DISSIDENTE
À Richelieu, ville industrielle du Québec, Ariane est embauchée dans une usine en tant que traductrice. Elle se rend rapidement compte des conditions de travail déplorables imposées aux ouvriers guatémaltèques. Tiraillée, elle entreprend à ses risques et périls une résistance quotidienne pour lutter contre l’exploitation dont ils sont victimes.
Critique du film
Pier-Philippe Chevigny, le réalisateur de Dissidente – titre original Richelieu, du nom de la ville où se déroule cette histoire – avait réalisé en 2013 un court-métrage de fin d’études avec pour personnage principal une jeune femme philippine au Québec et comme sujet l’esclavage moderne que subissent tant de travailleurs étrangers au statut précaire et à la vie intenable, faite de souffrances et d’angoisse. Très volontaire pour dénoncer cette situation, le jeune metteur en scène s’est vite rendu compte que les personnes victimes ou témoin de ces conditions de travail n’osaient pas s’exprimer ouvertement et a préféré favoriser le choix de la fiction pour aborder ces problématiques plutôt que le documentaire. Ayant mené des enquêtes sur l’exploitation des ouvriers émigrés pour étoffer son scénario, Pier-Philippe Chevigny a mis près de dix ans à élaborer Dissidente.

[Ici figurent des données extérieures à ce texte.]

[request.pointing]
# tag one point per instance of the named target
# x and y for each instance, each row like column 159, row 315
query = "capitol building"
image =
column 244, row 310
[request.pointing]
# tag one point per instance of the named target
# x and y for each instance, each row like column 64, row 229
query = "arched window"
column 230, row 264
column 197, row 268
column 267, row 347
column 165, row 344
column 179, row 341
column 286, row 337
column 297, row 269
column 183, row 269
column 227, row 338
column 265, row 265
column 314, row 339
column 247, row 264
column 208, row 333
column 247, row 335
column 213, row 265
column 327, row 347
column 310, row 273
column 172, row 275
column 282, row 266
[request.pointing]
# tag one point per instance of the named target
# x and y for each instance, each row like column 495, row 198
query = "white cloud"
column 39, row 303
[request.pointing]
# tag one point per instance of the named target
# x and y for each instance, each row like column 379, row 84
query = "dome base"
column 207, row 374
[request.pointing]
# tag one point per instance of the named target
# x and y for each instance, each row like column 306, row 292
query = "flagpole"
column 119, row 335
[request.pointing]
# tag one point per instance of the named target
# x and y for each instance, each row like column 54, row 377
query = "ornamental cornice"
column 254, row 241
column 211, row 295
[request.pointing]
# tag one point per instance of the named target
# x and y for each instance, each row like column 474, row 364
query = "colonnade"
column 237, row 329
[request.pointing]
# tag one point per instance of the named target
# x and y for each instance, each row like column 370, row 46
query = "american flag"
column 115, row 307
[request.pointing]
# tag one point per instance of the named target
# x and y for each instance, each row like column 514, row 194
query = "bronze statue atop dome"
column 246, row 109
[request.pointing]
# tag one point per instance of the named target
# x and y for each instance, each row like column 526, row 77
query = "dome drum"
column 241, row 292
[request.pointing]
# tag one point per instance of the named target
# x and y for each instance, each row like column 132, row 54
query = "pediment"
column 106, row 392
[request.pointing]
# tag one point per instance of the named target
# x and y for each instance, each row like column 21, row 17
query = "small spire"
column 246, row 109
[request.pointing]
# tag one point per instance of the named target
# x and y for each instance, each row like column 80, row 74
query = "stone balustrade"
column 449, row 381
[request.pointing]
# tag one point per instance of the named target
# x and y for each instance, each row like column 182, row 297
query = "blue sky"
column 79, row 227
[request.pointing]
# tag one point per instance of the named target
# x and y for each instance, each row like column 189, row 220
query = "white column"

Le résultat de ce long cheminement consiste en un film édifiant, qui refuse le manichéisme pour dérouler une histoire intense, très réaliste – le format carré voulu par Pier-Philippe Chevigny pour se focaliser sur son héroïne Ariane renforce également l’aspect quasi documentaire de ce long-métrage – et qui nous ouvre les yeux sur tous les mécanismes qui entrent en ligne de compte et rendent les différents intervenants à la fois victimes et complices d’une situation infernale, ingérable.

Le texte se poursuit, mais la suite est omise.